The unit continues to hold hostage British journalist John Cantlie and a female aid worker.Cyber-security group the Citizen Lab released a report finding a possible link between ISIS and a digital attack on the Syrian citizen media group Raqqa Is Being Slaughtered Silently (RSS). Supporters of the media group received an emailed link to an image of supposed airstrikes, but clicking on the link introduced malware to the user’s computer that sends details of the user’s IP address and system each time it restarts.
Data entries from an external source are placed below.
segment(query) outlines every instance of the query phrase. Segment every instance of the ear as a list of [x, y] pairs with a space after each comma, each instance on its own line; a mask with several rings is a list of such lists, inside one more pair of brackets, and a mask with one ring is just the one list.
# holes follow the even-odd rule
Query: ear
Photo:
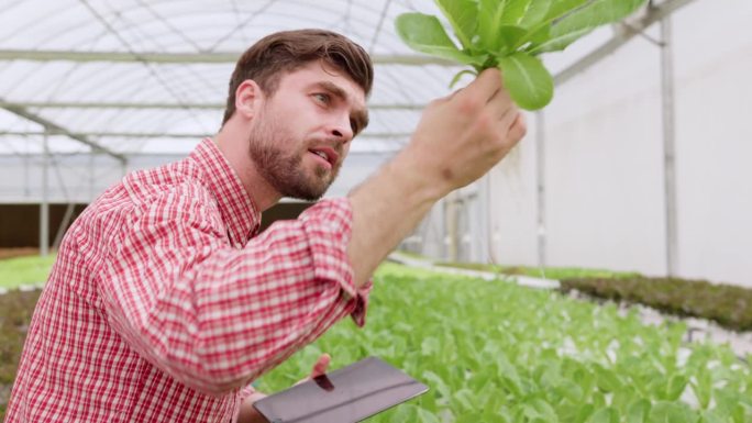
[[264, 98], [264, 92], [256, 81], [246, 79], [235, 90], [235, 113], [252, 119]]

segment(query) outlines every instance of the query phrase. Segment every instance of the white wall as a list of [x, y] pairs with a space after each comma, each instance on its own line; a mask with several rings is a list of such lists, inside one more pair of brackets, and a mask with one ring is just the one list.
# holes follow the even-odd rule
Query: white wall
[[[696, 0], [672, 18], [683, 277], [752, 286], [751, 20], [749, 0]], [[556, 88], [544, 124], [548, 265], [666, 272], [660, 88], [660, 51], [643, 37]], [[529, 121], [519, 157], [493, 175], [506, 264], [538, 264]]]

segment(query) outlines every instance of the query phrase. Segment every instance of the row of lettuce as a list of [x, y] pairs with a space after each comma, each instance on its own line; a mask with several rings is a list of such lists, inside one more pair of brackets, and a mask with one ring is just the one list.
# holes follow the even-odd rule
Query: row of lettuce
[[644, 304], [667, 314], [715, 321], [733, 331], [752, 331], [752, 289], [707, 280], [648, 277], [601, 269], [491, 266], [439, 263], [439, 266], [557, 279], [563, 292]]
[[683, 324], [505, 281], [397, 265], [368, 324], [342, 322], [261, 380], [277, 391], [322, 352], [338, 368], [379, 356], [431, 387], [373, 422], [752, 422], [752, 372], [727, 346], [683, 344]]

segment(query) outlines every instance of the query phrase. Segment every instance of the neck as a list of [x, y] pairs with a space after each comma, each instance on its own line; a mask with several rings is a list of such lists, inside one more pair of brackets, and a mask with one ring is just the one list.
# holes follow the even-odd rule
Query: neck
[[214, 142], [240, 177], [245, 192], [248, 193], [261, 212], [281, 199], [281, 194], [266, 181], [258, 172], [256, 164], [251, 159], [247, 133], [239, 131], [232, 120], [228, 121], [214, 136]]

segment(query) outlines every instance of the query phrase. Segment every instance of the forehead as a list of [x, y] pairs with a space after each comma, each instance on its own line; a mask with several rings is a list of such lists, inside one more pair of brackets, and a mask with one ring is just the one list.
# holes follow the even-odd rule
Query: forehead
[[310, 62], [292, 71], [285, 74], [279, 81], [279, 87], [287, 88], [316, 88], [322, 84], [333, 84], [347, 96], [347, 100], [354, 105], [365, 105], [365, 92], [346, 73], [332, 67], [323, 62]]

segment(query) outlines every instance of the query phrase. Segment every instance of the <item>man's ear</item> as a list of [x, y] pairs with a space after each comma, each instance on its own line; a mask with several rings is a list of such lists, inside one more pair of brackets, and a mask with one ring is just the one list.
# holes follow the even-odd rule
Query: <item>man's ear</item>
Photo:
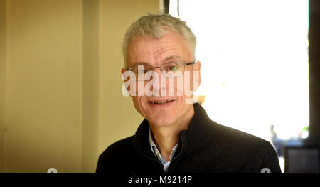
[[125, 96], [129, 96], [130, 92], [130, 85], [126, 87], [125, 82], [128, 81], [128, 79], [124, 79], [127, 78], [124, 78], [124, 73], [127, 71], [126, 68], [122, 68], [121, 69], [121, 76], [122, 77], [122, 80], [124, 82], [124, 84], [122, 85], [122, 94]]
[[[201, 68], [201, 64], [200, 61], [197, 61], [193, 65], [193, 71], [196, 72], [198, 74], [198, 78], [193, 78], [194, 81], [196, 81], [196, 82], [198, 83], [198, 84], [196, 84], [196, 86], [194, 87], [193, 92], [195, 92], [198, 89], [198, 87], [200, 86], [200, 84], [201, 83], [201, 73], [200, 73]], [[197, 75], [197, 74], [196, 74], [196, 75]]]

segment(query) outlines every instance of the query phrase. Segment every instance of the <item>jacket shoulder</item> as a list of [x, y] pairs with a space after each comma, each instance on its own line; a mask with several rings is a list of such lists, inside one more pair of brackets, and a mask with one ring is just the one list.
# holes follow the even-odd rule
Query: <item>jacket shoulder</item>
[[223, 154], [227, 154], [230, 159], [246, 164], [241, 171], [260, 172], [268, 168], [272, 172], [281, 172], [277, 153], [269, 141], [218, 124], [215, 124], [215, 147]]
[[117, 141], [109, 146], [99, 156], [96, 172], [112, 172], [121, 167], [126, 156], [134, 151], [134, 135]]

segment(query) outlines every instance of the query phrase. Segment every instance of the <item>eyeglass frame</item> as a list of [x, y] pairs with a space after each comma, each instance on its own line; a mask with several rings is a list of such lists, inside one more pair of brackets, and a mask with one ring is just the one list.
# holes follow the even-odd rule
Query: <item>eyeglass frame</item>
[[[153, 67], [153, 66], [151, 65], [148, 65], [151, 66], [151, 67], [152, 68], [152, 70], [154, 70], [154, 68], [159, 68], [160, 70], [161, 70], [161, 67], [162, 65], [164, 65], [169, 64], [169, 63], [183, 63], [183, 74], [182, 74], [182, 75], [183, 75], [183, 74], [184, 74], [185, 69], [186, 69], [186, 66], [189, 65], [191, 65], [191, 64], [194, 64], [194, 63], [196, 63], [196, 60], [193, 61], [193, 62], [191, 62], [191, 63], [184, 63], [183, 61], [170, 62], [170, 63], [166, 63], [161, 64], [160, 66], [158, 66], [158, 67]], [[127, 68], [126, 70], [127, 70], [127, 71], [133, 72], [133, 71], [132, 71], [133, 68], [134, 68], [134, 67], [136, 67], [136, 66], [139, 66], [139, 65], [139, 65], [139, 64], [138, 64], [138, 65], [133, 65], [133, 66], [132, 66], [132, 67], [130, 67], [130, 68]], [[137, 81], [137, 80], [139, 81], [138, 80], [136, 80], [136, 81]]]

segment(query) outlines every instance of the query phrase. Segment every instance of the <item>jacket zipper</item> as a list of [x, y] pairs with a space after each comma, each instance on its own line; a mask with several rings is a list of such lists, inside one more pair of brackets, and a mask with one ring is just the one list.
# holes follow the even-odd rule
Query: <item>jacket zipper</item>
[[[182, 151], [183, 151], [183, 139], [182, 139], [182, 135], [180, 135], [180, 137], [181, 137], [181, 151], [180, 151], [179, 154], [175, 156], [174, 159], [172, 159], [171, 160], [171, 163], [170, 163], [170, 165], [169, 166], [168, 170], [167, 170], [167, 173], [169, 173], [169, 170], [172, 168], [172, 163], [173, 161], [176, 159], [177, 158], [179, 157], [179, 156], [181, 154]], [[171, 169], [172, 170], [172, 169]]]
[[[180, 137], [181, 137], [181, 151], [180, 151], [179, 154], [178, 154], [176, 156], [175, 156], [174, 159], [172, 159], [171, 163], [170, 165], [169, 166], [168, 171], [169, 171], [169, 169], [171, 169], [170, 166], [171, 165], [172, 161], [174, 161], [176, 158], [179, 157], [180, 154], [181, 154], [182, 151], [183, 150], [183, 139], [182, 139], [182, 135], [180, 135]], [[154, 158], [150, 157], [150, 156], [146, 155], [145, 154], [142, 153], [140, 150], [139, 150], [139, 149], [137, 149], [138, 151], [139, 151], [140, 154], [142, 154], [144, 157], [146, 157], [147, 159], [151, 159], [151, 160], [154, 160], [154, 161], [156, 161], [157, 163], [159, 163], [159, 164], [160, 164], [160, 166], [161, 166], [161, 168], [162, 169], [163, 173], [166, 173], [166, 171], [164, 170], [164, 166], [162, 165], [162, 164], [160, 162], [160, 161], [159, 161], [159, 159], [154, 159]], [[169, 173], [169, 172], [167, 172], [167, 173]]]

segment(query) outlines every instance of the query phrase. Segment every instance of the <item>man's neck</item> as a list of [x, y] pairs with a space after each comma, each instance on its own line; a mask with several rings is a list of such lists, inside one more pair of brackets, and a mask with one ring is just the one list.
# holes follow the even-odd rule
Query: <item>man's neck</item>
[[154, 134], [154, 141], [164, 158], [169, 161], [172, 149], [178, 144], [179, 133], [188, 129], [190, 121], [194, 115], [193, 107], [178, 122], [167, 126], [155, 126], [150, 124]]

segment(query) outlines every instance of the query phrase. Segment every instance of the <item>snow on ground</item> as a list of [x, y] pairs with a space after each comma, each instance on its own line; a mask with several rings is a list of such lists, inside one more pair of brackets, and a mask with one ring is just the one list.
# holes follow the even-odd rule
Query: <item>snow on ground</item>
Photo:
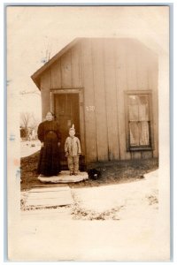
[[[89, 219], [89, 214], [117, 212], [115, 219], [155, 218], [158, 214], [158, 172], [145, 174], [136, 182], [73, 189], [79, 218]], [[81, 213], [82, 217], [81, 217]], [[92, 214], [93, 216], [93, 214]]]
[[52, 210], [55, 216], [42, 210], [48, 216], [42, 220], [39, 215], [21, 219], [9, 231], [10, 260], [169, 261], [169, 231], [161, 225], [158, 209], [158, 173], [136, 182], [72, 189], [73, 207], [80, 210], [73, 216], [78, 214], [79, 220], [72, 220], [69, 212], [62, 220], [58, 209]]

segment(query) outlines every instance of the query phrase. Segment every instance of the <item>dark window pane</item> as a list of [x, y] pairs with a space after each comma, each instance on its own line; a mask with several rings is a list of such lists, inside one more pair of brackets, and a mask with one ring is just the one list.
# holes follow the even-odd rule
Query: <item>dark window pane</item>
[[130, 146], [139, 146], [139, 129], [137, 122], [129, 123]]
[[141, 122], [139, 124], [140, 145], [150, 145], [150, 129], [148, 122]]

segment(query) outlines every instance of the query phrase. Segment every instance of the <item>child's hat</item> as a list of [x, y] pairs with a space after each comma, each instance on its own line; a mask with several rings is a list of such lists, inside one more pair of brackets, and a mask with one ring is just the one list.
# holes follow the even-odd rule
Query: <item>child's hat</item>
[[69, 129], [69, 131], [74, 131], [75, 132], [74, 125], [72, 125], [72, 127]]

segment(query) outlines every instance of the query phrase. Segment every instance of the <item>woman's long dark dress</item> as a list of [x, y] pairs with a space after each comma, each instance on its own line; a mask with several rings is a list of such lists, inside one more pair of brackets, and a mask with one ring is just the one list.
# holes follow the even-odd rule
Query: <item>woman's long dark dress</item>
[[56, 176], [60, 171], [59, 147], [61, 141], [59, 125], [56, 121], [44, 121], [39, 125], [38, 139], [43, 143], [41, 148], [37, 172], [46, 177]]

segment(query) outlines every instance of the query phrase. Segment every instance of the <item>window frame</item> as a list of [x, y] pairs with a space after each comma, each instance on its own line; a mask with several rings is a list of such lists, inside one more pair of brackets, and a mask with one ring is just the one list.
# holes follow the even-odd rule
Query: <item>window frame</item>
[[[148, 95], [150, 110], [150, 146], [130, 146], [129, 119], [128, 119], [128, 95]], [[125, 125], [126, 125], [126, 148], [127, 151], [151, 151], [154, 149], [153, 135], [153, 116], [152, 116], [152, 91], [151, 90], [127, 90], [124, 95], [125, 99]]]

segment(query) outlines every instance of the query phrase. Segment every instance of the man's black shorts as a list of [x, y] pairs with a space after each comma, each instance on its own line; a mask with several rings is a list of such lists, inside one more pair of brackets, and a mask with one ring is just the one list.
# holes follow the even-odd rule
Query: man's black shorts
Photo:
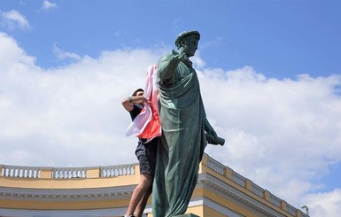
[[158, 138], [154, 138], [147, 143], [138, 142], [135, 151], [140, 163], [140, 174], [149, 174], [154, 176], [156, 165], [156, 152], [158, 148]]

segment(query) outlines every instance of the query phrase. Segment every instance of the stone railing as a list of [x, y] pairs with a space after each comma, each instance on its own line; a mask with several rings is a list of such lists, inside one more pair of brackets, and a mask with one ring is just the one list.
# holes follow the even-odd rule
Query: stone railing
[[271, 194], [269, 191], [262, 189], [261, 187], [253, 183], [252, 181], [248, 180], [247, 178], [244, 177], [238, 173], [233, 171], [229, 167], [225, 167], [224, 165], [218, 162], [217, 160], [210, 158], [208, 155], [204, 156], [203, 164], [205, 165], [210, 169], [231, 180], [233, 182], [251, 190], [252, 193], [254, 193], [258, 197], [267, 200], [268, 202], [277, 206], [278, 208], [285, 210], [287, 213], [289, 213], [292, 216], [309, 217], [307, 214], [302, 213], [300, 210], [296, 209], [292, 205], [287, 204], [285, 201]]
[[135, 174], [136, 164], [100, 167], [35, 167], [0, 165], [0, 176], [15, 178], [85, 179]]
[[19, 178], [39, 178], [39, 167], [0, 165], [0, 175]]
[[[285, 210], [293, 216], [308, 217], [269, 191], [260, 188], [249, 179], [225, 167], [217, 160], [205, 155], [201, 165], [227, 177], [237, 185], [247, 189], [254, 195], [267, 200], [272, 205]], [[0, 177], [26, 179], [89, 179], [107, 178], [120, 175], [133, 175], [138, 169], [137, 164], [118, 165], [99, 167], [35, 167], [0, 165]], [[299, 215], [298, 214], [299, 213]]]
[[101, 177], [135, 174], [135, 165], [127, 164], [101, 167]]

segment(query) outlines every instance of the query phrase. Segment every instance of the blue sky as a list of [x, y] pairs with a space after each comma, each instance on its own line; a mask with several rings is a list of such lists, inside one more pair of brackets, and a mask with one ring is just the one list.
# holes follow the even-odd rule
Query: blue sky
[[[252, 66], [267, 77], [337, 74], [340, 1], [1, 1], [30, 30], [11, 31], [43, 67], [58, 66], [56, 45], [80, 55], [170, 45], [183, 29], [202, 34], [201, 55], [213, 67]], [[53, 12], [51, 12], [53, 11]], [[204, 46], [205, 45], [205, 46]]]
[[340, 10], [328, 0], [0, 0], [0, 164], [136, 162], [120, 101], [194, 29], [206, 114], [227, 142], [205, 151], [312, 216], [338, 216]]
That information has been enough to allow ISIS to locate RSS supporters.On 8 January 2015, ISIS members in Libya claimed to have executed Tunisian journalists Sofiene Chourabi and Nadhir Ktari who disappeared in September 2014. Also in January 2015, Japanese journalist Kenji Goto Jogo was captured after travelling to Raqqah and displayed on video with another Japanese citizen with a demand for $200 million ransom.
Beheadings and mass executions:
An unknown number of Syrians and Iraqis, several Lebanese soldiers, at least ten Kurds, two American journalists, one American and two British aid workers, and three Libyans have been beheaded by the Islamic State of Iraq and the Levant. ISIS uses beheadings to intimidate local populations and has released a series of propaganda videos aimed at Western countries. They also engage in public and mass executions, sometimes forcing prisoners to dig their own graves before shooting lines of prisoners and pushing them in. ISIS was reported to have beheaded about 100 foreign fighters as deserters who tried to leave Raqqa.
Destruction of cultural and religious heritage:
To finance its activities, ISIS is stealing artefacts from Syria and Iraq and sending them to Europe to be sold. It is estimated that ISIS raises US$200 million a year from cultural looting. UNESCO has asked for United Nations Security Council controls on the sale of antiquities, similar to those imposed after the 2003 Iraq War.
UNESCO is working with Interpol, national customs authorities, museums, and major auction houses in attempts to prevent looted items from being sold. ISIS occupied Mosul Museum, the second most important museum in Iraq, as it was about to reopen after years of rebuilding following the Iraq War, saying that the statues were against Islam and threatening to destroy the museum’s contents.
ISIS considers worshipping at graves tantamount to idolatry, and seeks to purify the community of unbelievers. It has used bulldozers to crush buildings and archaeological sites. The destruction by ISIS in July 2014 of the tomb and shrine of the prophet Yunus—Jonah in Christianity—the 13th-century mosque of Imam Yahya Abu al-Qassimin, the 14th-century shrine of prophet Jerjis—St George to Christians—and the attempted destruction of the Hadba minaret at the 12th-century Great Mosque of Al-Nuri have been described as “an unchecked outburst of extreme Wahhabism”. “Daesh (ISIS) gathered over 1,500 manuscripts from convents and other holy places and burnt all of them in the middle of the city square”. In March 2015, ISIS reportedly bulldozed the 13th-century BC Assyrian city of Nimrud, believing its sculptures to be idolatrous.